Por Eduardo Hoornaert
No momento pipocam por toda parte
explicações da situação atual no Brasil, principalmente na Internet, mas também
na rádio, na TV e nos jornais. Enumero algumas:
– O Brasil está em crise.
Nos grandes meios de comunicação, essa afirmação é hoje um postulado. Mas não
se explica o que se entende por ‘crise’. Em 1939, quando eu tinha 9 anos, o
país em que nasci estava em ‘crise’: as pessoas estocavam alimentos e todos
sentiam que a guerra se aproximava. Isso era crise.
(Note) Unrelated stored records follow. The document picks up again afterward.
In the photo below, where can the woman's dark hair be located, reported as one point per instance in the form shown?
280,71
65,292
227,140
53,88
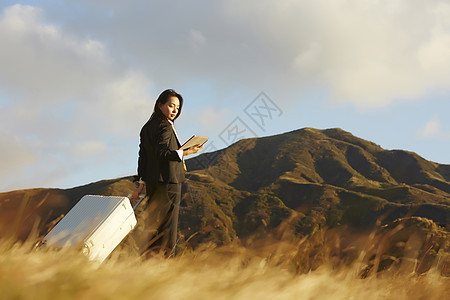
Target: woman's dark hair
162,99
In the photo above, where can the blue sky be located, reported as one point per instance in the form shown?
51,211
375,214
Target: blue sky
78,79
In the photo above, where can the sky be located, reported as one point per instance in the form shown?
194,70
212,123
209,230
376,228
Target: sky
78,79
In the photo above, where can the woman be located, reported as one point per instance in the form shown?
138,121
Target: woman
161,171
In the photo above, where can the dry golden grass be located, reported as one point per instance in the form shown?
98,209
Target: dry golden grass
271,272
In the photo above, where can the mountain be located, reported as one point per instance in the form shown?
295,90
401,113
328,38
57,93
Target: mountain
282,186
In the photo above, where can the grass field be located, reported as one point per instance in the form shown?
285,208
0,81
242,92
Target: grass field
206,273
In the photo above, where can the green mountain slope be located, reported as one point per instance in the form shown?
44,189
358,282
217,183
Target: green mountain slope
284,185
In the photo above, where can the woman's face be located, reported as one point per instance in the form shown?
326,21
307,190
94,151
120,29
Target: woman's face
170,108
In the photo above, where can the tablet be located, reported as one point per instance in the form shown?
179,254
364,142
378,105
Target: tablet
194,141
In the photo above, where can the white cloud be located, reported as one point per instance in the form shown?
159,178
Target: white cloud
71,104
71,80
433,130
369,53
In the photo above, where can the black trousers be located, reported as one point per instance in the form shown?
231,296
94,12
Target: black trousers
157,228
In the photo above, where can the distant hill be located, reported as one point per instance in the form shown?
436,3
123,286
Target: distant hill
284,185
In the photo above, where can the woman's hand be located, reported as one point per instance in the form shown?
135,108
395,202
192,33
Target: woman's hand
192,150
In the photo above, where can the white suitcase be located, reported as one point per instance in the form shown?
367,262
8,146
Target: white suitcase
97,223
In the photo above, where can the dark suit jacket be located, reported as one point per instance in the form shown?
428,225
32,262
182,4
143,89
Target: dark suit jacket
158,160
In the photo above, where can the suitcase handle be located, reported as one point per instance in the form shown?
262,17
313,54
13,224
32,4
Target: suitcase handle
139,202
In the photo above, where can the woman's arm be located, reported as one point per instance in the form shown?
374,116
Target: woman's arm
165,132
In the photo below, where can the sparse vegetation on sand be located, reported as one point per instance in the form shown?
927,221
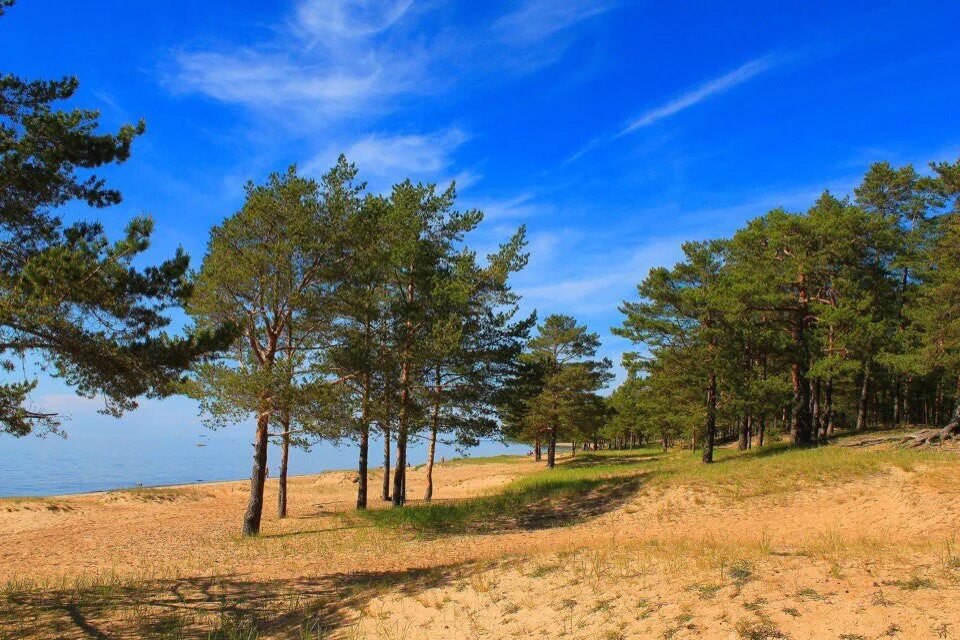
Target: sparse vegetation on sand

Neste momento, no Brasil,
os preços aumentam, o consumo diminui, mas será que isso é crise? O fato de
alguns deixarem de viajar a Orlando com a família porque o dólar está alto é
sinal de crise? É o que se diz na TV. Minha impressão é que os grandes meios de
comunicação têm interesse em falar em ‘crise’.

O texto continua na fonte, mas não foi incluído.